A blog about emigrating from SA and for families fragmented by migration.It's about sharing,empathy, compassion & humour; about reflecting on our universal quest for life, security, challenge & growth. Email email@example.com if you'd like your personal journey/story showcased on my BLOG or in my next book! Namaste.
My book 'Scatterlings - A Tapestry of Afri-Expat Tales' is making great strides... it was initially about AfriKiwi Tales... then it became AfriKiwiOz Tales... but as More Saffer expats from other corners of the globe, such as from the UK, USA and Dubai, have shared an interest in wanting to contribute a snippet of their life experiences/journeys about emigrating from Southern Africa, the name continues to morph...
FROM THIS TO THIS > People out there who want to share their poems, lyrics, short tales, or their favourite handed down Southern African-recipes, for example in my book, (which encompasses my own story, the emigration process from a psychological paradigm and a time-line chapter on political/historical reviews, articles and media reports in Southern Africa from Alan Paton to the present....amongst other chapters, should be ready for publication before the end of 2012 ...) ...are still most welcome to.
I am also keen to hear the stories 'Out the mouths of babes' for the chapter of that title... irrespective if from a 3 year old or a teen... their voices need to be heard regarding their passions, joys and pains, stress, trauma and emotions in their previous land, and likewise regarding their adaptation to a new land; about their perceptions and reflections, what they like/dislike or miss... the process through their eyes...

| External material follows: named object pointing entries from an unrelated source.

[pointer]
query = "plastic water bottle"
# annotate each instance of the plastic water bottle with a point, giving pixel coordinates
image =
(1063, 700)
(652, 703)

I can be emailed on firstname.lastname@example.org if you want more info etc or wish to submit a few lines of your own for sharing.

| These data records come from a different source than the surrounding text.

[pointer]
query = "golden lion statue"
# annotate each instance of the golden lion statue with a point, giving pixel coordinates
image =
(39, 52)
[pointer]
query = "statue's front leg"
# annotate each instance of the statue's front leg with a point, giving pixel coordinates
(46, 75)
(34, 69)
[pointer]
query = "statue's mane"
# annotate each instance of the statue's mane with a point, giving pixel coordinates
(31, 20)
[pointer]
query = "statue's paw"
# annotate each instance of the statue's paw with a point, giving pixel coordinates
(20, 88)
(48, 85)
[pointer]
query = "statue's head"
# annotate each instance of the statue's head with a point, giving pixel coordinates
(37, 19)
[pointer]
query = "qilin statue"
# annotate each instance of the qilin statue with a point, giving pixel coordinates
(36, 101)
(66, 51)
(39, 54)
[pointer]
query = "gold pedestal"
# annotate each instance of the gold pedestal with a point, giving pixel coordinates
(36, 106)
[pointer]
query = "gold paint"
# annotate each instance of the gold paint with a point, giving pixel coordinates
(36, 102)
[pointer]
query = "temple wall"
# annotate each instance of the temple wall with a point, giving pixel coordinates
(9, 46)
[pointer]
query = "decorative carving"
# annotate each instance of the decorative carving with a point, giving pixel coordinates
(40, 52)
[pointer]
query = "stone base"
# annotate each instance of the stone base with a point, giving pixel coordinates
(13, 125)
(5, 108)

The integrity and authenticity of contributions will be respected. I will have the right to edit work and only include work which retains some level of sensitivity, and is in no way inflammatory. Any contributors would have their inserts previewed by themselves.
Contributions may be anonymous, just initials, new city & country or full names as by personal request.

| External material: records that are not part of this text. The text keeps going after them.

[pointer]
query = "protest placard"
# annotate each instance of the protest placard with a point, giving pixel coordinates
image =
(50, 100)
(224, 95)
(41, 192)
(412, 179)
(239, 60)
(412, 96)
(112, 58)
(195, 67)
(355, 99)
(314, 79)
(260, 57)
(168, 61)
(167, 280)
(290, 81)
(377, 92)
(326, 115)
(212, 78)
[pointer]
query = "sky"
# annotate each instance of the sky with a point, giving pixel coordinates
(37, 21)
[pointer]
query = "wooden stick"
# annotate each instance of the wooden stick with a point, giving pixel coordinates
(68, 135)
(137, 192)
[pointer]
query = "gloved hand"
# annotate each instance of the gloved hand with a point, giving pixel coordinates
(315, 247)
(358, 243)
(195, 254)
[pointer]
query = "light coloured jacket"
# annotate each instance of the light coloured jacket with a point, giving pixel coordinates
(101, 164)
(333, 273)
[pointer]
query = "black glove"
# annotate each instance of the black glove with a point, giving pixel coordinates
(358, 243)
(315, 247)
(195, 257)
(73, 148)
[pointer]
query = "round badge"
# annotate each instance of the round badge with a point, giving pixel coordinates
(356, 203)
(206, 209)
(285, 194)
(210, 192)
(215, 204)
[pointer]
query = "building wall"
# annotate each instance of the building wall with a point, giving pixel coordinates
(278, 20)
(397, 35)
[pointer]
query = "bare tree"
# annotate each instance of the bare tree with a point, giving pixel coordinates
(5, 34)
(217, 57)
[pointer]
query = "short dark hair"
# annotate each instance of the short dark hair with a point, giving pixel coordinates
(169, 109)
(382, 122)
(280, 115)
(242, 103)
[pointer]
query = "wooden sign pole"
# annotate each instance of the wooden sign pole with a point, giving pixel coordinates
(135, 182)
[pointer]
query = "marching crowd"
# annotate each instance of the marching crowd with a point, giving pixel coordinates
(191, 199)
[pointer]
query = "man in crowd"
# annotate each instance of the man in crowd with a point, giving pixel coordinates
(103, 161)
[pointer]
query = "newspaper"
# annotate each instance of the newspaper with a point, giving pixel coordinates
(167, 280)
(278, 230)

Primary contributors would be mentioned in the Acknowledgements and would receive a discount on the purchase price of the book.
They say that there are more boats than cars in New Zealand and possibly more sheep than people! The Bay of Islands is the summer boating mecca of NZ. It's a touch of paradise where bays and scattered islands sprawl in interesting patterns into the ocean... as though they have been poured from a bucket from the sky. The desire to be on the water is strong and in many cases it's easier to get from point A to point B by boat or ferry, than to drive around hilly escarpments to the end of a rugged peninsula that juts out into the ocean. Paihia is the idyllic epicentre and hive of activity. I managed to capture these pics of some of the quaint buildings on the quay on a quiet evening.
It was our first trip up North and we revelled in it !
It turned out to be a tourists' delight - (and a romance captured on camera in the middle of the road, for which traffic and pedestrians courteously stopped !) - with backpackers aplenty and a mingle mousse of foreign languages spoken.
It's also a place where one can indulge in an array of activities from helicopter rides, to kayaking, catamaraning, parasailing, swimming with dolphins, ferry and boat trips between islands and to the peninsula, dining on the boat restaurants, staying on a luxury cruiser, amongst others. A must-do is to go on a 4 hour boat trip; to view a large pod of friendly dolphins aside the boat, to wend one's way between the islands, to stop over on an island for a picnic and to go through the mystical Hole in the Rock. Those were the highlights for us !
Russell is an historical town - steeped in early history and reportedly was long ago described as a den of iniquity by Darwin... Long ago there was a whaling station there, and hence the many sailors frequented the rather raucous and lewd nightlife of Russell. Now it's a gentle and respectable village which thrives on tourism; the old and restored buildings home to a buzz of restaurants and holiday lodges. It's accessible by ferry, else one must drive around the peninsula.